El esfuerzo por entender a Messi parece nimio. Messi es, a la vez, ese pibe de perfil bajo que creció con una generación de jugadores fantásticos que no pudo coronarse campeona. Un grupo de jugadores que debió vivir bajo el influjo comparativo con los campeones del mundo en México 1986 (incluso con los campeones de América de 1991 y 1993). Un grupo al que, ganadores de la nada misma, tildaron de fracasados en cuanta red social tuvieran a mano (sobre todo en esa cloaca de odio, atestada de haters, llamada Twitter). Y Messi es, también, este hombre cobijado en otro grupo humano que lo puso en un pedestal de idolatría tan llana como humana, en el que el 10 parece sentirse cómodo. Un espacio en el que sus compañeros lo defienden y ayudan a redescubrirse en este nuevo rol de líder. Sin más, bajo un grupo de 25 atorrantes fascinantes que lo adoran y veneran pero que lo tratan como a un par, como a uno más sin perder de vista que es el As de espadas con el que juegan cada partido como si fueran hinchas: con el corazón en las manos.

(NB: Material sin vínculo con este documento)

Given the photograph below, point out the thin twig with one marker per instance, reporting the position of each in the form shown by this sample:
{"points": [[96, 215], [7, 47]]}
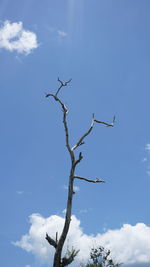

Tal vez sea tiempo de dejar tranquilo a Messi para empezar a aprender y aprehender a disfrutarlo tal como es: un hombre común que tiene el don de jugar mejor que nadie al fútbol, pero que no se siente más que nadie. Uno tan imperfecto y tan humano que hace más de una década, en lo suyo, es el mejor de todos y que, en su quinto Mundial y tras el título en la Copa América de Brasil 2021, ya no tiene objeciones. Uno, al que ahora todos quieren (queremos) ver campeón.